Share Price Case study: Sainsbury's

Is the effect of press coverage on share price measureable ? Academics have been grappling with this for years. However, research by MBA graduate students at the London Business School, Investor Dynamics and Factiva does seem to demonstrate that companies that sustain a good corporate reputation can a substantive effect on stock price.

This year's reputation hero, Sainsbury's, appears to corroborate this view, with its share price and press coverage lines showing  remarkable symmetry (below). 'Investors do implicitly or explicitly value and react to corporate citizenship from news about companies,' says Investor Dynamics managing director Philip Lambert.

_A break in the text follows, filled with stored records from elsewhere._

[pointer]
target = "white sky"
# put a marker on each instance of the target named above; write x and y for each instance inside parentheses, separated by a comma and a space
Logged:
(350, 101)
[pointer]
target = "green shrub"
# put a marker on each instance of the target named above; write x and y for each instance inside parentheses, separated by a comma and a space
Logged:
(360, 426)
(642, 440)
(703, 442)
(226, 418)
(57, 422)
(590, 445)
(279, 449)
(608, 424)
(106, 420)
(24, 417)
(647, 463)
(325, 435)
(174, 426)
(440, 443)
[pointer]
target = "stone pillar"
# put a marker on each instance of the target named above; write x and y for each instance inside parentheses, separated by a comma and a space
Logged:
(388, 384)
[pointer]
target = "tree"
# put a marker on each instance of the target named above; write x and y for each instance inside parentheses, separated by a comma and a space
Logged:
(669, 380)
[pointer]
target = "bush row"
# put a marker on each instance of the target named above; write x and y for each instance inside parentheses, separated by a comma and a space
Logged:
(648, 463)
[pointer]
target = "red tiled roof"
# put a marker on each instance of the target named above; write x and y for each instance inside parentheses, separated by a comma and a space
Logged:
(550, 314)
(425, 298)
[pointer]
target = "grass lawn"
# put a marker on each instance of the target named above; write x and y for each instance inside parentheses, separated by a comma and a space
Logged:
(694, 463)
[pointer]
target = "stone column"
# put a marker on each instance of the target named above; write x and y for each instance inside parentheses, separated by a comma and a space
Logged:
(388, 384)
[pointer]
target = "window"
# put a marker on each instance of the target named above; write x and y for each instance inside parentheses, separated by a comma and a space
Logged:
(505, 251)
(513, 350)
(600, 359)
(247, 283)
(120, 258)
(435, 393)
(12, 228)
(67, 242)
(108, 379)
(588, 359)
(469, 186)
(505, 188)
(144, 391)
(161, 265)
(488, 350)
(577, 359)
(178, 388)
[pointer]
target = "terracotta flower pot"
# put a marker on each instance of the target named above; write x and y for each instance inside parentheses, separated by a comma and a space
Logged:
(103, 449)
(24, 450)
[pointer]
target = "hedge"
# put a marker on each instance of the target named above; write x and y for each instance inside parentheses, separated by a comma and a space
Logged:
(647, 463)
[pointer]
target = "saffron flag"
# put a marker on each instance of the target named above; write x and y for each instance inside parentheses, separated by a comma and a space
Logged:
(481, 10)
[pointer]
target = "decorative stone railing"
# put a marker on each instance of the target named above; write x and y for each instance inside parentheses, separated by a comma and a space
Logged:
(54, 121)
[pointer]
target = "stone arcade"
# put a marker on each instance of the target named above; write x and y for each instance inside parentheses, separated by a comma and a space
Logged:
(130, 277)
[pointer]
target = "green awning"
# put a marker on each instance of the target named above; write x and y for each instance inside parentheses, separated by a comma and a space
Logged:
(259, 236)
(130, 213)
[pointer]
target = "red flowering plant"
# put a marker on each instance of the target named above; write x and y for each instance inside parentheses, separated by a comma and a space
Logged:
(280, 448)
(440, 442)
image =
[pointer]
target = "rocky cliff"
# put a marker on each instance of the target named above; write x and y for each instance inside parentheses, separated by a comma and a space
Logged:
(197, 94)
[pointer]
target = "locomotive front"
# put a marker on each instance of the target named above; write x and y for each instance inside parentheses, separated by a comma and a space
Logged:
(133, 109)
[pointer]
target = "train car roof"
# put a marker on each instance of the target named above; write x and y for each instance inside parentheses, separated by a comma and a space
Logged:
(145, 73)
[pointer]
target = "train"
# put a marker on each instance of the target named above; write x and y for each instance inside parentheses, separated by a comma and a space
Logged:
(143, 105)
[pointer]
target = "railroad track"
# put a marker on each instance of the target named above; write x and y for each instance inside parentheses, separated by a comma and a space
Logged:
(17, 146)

Heathrow: Another summer of turmoil

Gate Gourmet

August's wildcat strike by workers at Gate Gourmet, the main caterer for British Airways, quickly attracted media opprobrium, leaving it third from bottom of 2005's Reputation Monitor. Gate Gourmet's messy dispute over restructuring plans saw nearly 700 workers apparently sacked, 70,000 airline passengers prevented from travelling after BA staff took unofficial action in support, and the TGWU involved in negotiations to reinstate all the striking workers, rather than simply those Gate Gourmet did not regard as 'troublemakers'. TV images of crowds of workers seemingly being dismissed by megaphone were unfortunate for the company.

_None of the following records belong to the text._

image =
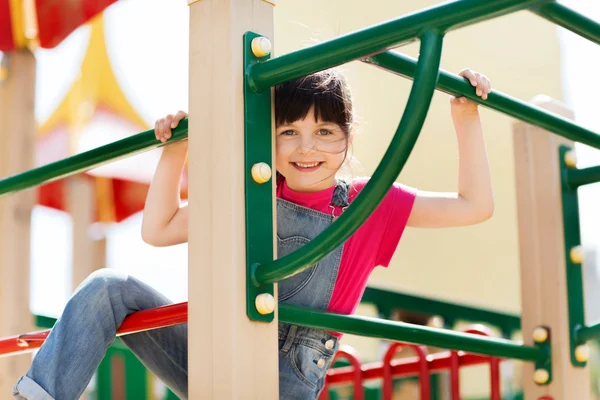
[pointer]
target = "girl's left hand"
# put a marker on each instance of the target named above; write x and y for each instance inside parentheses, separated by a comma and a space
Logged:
(482, 88)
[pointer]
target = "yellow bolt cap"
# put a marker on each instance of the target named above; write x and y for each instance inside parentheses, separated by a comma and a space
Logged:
(541, 376)
(540, 334)
(265, 303)
(261, 47)
(576, 255)
(261, 172)
(582, 353)
(570, 159)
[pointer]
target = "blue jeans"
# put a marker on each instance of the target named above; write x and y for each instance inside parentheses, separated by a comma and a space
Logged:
(67, 361)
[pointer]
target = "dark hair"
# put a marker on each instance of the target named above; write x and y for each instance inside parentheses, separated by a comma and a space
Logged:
(327, 91)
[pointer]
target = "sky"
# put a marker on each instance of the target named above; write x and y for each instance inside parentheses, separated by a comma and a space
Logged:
(166, 268)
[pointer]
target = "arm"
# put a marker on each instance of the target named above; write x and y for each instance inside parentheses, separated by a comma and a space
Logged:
(474, 201)
(165, 220)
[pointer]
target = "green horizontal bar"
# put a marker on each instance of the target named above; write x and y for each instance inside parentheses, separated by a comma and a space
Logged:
(90, 159)
(571, 20)
(381, 37)
(409, 333)
(586, 333)
(379, 185)
(390, 299)
(583, 176)
(456, 85)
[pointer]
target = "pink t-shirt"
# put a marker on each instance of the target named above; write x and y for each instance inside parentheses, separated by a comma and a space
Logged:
(372, 245)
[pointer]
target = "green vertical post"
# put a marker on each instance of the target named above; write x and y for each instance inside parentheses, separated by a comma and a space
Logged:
(574, 271)
(259, 197)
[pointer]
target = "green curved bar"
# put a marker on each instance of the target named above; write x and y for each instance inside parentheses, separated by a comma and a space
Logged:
(90, 159)
(362, 43)
(456, 85)
(403, 332)
(571, 20)
(384, 176)
(583, 176)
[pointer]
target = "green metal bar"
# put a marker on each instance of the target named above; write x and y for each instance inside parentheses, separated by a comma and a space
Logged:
(583, 176)
(377, 38)
(90, 159)
(456, 85)
(409, 333)
(571, 20)
(508, 323)
(573, 271)
(258, 197)
(588, 333)
(386, 173)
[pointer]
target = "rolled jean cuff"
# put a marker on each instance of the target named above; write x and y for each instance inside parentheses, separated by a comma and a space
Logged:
(27, 389)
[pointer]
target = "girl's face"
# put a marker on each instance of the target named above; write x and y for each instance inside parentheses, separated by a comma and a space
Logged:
(309, 153)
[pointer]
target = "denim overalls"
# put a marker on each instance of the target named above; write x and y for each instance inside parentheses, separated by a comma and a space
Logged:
(305, 354)
(67, 361)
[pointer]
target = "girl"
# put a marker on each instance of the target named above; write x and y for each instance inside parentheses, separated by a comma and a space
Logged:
(314, 130)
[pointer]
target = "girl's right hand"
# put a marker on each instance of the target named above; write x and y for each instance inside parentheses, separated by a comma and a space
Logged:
(163, 126)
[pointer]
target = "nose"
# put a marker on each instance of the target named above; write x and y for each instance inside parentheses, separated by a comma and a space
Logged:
(306, 144)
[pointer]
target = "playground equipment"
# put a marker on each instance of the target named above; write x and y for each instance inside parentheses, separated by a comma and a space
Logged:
(221, 330)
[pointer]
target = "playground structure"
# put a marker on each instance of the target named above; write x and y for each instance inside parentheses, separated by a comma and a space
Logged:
(239, 330)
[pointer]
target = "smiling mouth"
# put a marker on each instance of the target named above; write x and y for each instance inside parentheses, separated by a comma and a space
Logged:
(307, 166)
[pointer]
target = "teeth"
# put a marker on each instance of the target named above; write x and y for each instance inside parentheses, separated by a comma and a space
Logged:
(306, 165)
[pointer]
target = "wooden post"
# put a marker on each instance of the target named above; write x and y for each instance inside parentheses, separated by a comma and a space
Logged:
(230, 357)
(17, 147)
(89, 252)
(542, 254)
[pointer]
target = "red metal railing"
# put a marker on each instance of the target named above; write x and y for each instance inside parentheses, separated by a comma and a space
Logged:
(154, 318)
(421, 365)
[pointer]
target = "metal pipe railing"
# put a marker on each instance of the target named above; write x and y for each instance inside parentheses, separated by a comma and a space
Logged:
(382, 179)
(410, 333)
(381, 37)
(582, 176)
(455, 85)
(570, 19)
(154, 318)
(587, 333)
(90, 159)
(451, 312)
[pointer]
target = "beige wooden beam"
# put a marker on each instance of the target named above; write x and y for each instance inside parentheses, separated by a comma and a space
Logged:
(17, 135)
(230, 357)
(541, 241)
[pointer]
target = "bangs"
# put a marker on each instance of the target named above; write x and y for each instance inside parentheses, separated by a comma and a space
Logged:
(326, 91)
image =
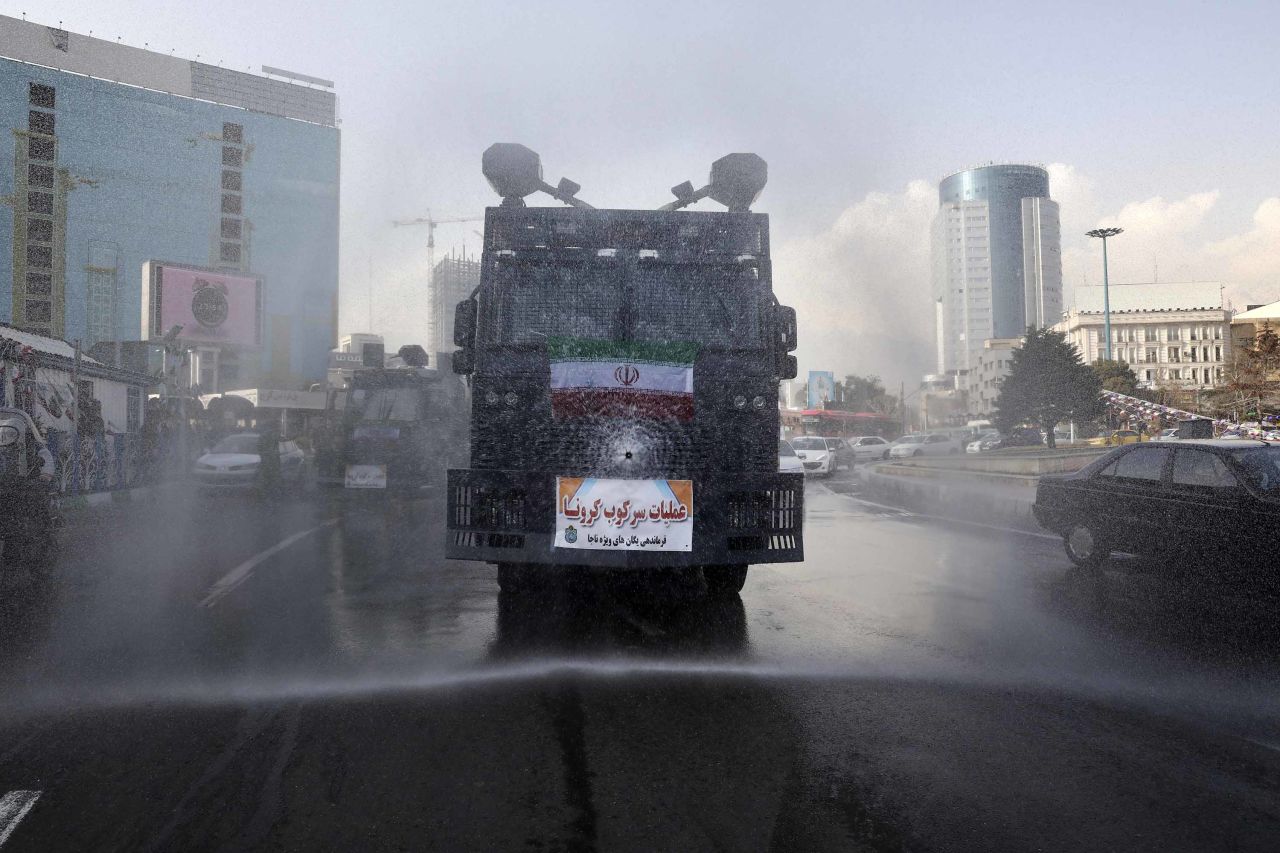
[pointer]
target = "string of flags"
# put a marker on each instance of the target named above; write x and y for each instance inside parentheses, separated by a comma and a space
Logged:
(1129, 406)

Day-to-day PR continues to be handled by Gavin Anderson, but in September Gate Gourmet brought in APCO to offer strategic comms advice ahead of the TGWU's conference. APCO's focus has been on positioning the company as a good employer while emphasising the need for work practice modernisation.

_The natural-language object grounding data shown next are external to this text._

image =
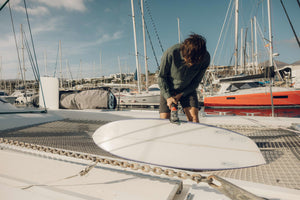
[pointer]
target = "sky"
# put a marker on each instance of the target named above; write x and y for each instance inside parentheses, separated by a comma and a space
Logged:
(97, 35)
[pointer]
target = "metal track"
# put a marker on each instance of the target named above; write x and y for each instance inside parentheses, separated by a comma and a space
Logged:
(280, 148)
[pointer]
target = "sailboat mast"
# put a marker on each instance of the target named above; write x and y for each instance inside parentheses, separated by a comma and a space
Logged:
(60, 65)
(270, 53)
(178, 30)
(136, 52)
(236, 35)
(256, 53)
(145, 49)
(270, 36)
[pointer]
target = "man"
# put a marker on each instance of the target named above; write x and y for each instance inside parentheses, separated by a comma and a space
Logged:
(181, 71)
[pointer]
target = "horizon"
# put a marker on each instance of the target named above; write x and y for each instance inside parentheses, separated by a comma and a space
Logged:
(90, 29)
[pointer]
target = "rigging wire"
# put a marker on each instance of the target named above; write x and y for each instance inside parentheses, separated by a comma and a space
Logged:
(295, 34)
(19, 60)
(56, 60)
(149, 37)
(154, 27)
(4, 5)
(36, 63)
(213, 58)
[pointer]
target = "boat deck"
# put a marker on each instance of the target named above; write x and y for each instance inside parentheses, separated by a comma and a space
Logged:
(280, 148)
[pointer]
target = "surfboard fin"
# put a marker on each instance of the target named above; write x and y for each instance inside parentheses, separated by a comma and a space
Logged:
(174, 115)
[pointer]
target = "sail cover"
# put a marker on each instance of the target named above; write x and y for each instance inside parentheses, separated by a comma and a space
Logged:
(88, 99)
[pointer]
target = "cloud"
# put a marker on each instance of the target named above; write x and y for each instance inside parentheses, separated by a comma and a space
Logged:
(70, 5)
(39, 10)
(109, 37)
(107, 10)
(40, 7)
(51, 25)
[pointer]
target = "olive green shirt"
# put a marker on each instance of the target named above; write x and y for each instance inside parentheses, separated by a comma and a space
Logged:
(176, 77)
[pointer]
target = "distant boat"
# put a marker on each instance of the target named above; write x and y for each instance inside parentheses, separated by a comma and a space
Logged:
(150, 98)
(8, 98)
(252, 94)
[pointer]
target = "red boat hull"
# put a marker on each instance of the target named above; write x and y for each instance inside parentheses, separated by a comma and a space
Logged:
(286, 98)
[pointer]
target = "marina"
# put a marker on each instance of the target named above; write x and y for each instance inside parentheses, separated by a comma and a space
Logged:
(69, 133)
(92, 130)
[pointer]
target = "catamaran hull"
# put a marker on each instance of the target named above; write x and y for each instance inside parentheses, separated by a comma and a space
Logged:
(280, 99)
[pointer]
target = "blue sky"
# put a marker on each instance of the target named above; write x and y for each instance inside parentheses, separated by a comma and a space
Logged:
(88, 28)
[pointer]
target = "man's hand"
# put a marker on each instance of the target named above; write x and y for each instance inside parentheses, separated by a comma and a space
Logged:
(170, 101)
(177, 97)
(174, 100)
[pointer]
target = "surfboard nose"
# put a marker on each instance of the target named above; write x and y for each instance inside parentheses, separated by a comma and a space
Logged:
(188, 146)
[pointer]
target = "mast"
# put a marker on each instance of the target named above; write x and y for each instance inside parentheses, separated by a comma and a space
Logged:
(252, 47)
(145, 49)
(120, 69)
(256, 53)
(236, 35)
(60, 65)
(178, 30)
(270, 53)
(45, 60)
(23, 57)
(136, 52)
(242, 54)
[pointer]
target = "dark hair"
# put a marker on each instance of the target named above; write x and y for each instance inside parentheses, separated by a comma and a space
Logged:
(193, 48)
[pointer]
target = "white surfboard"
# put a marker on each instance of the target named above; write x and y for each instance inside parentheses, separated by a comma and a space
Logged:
(193, 146)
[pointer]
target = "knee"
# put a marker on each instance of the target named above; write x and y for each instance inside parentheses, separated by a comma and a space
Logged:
(164, 115)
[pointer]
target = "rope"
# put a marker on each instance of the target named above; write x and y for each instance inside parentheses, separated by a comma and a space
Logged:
(148, 34)
(13, 27)
(36, 63)
(154, 27)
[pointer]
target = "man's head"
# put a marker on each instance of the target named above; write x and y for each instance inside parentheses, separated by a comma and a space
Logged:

Agency director Darren Murphy says: 'It's difficult because the story has been set in people's minds. Even now in media coverage we see inaccuracy. The only way to shift perceptions [as a company] is by your behaviour and getting messages about your behaviour out there. The situation provided an easy story of industrial relations: "US business in conflict with low-paid Asian women". The story writes itself, the fact that it's not true is beside the point – it allows you to come to a conclusion very quickly. That's not deliberate media distortion but the media using shorthand. We will make the case for change and modernisation in the industry and for Gate Gourmet's record as an employer. It's a slow task, a tough slog to turn that reputation round.'

British Airways
BRITISH AIRWAYS

Although Gate Gourmet has fared worse, the effect the dispute has had on the British Airways brand is still being calculated. British Airways' own financial figures show the direct financial cost has been £35m – the price of its fleet being grounded for two days. The figure was announced at the end of September, when BA revealed a fall in pre-tax profits of 18 per cent to £241m. Although it said this was not directly attributable to Gate Gourmet (it argued that the fall looked large because a year earlier, profits were buoyed by the sale of shares in Qantas), the City made its own assessment. On the same day as its Q3 figures were announced, BA's shares fell nearly 2.5 per cent to 306p.

The newspapers were not kind. The Independent's Michael Harrison described the dispute as a cost-cutting exercise that was coming back to bite BA (it outsourced its meals in 1997), adding that it all added up to a 'planeload of bad publicity'. The Guardian described it as 'a dispute at a prawn risotto factory which will delay 300,000 passengers and humiliate BA'. Worse still, journalists have spotted a trend – this was the third summer in a row in which BA suffered a crisis. In 2004 it was the cancellation of flights in the summer rush, in 2003 it was the 'swipe-card strike' and its botched attempts to introduce clocking-on arrangements for groundstaff.

The indication is that BA is coping. The week after its results were published, former Aer Lingus boss Willie Walsh joined as CEO and embarked on a whirlwind media tour. It seems to have done the trick. Back in The Indy, he was quoted as saying 'I'm not Rod' [Eddington, his predecessor] and promised no more industrial action.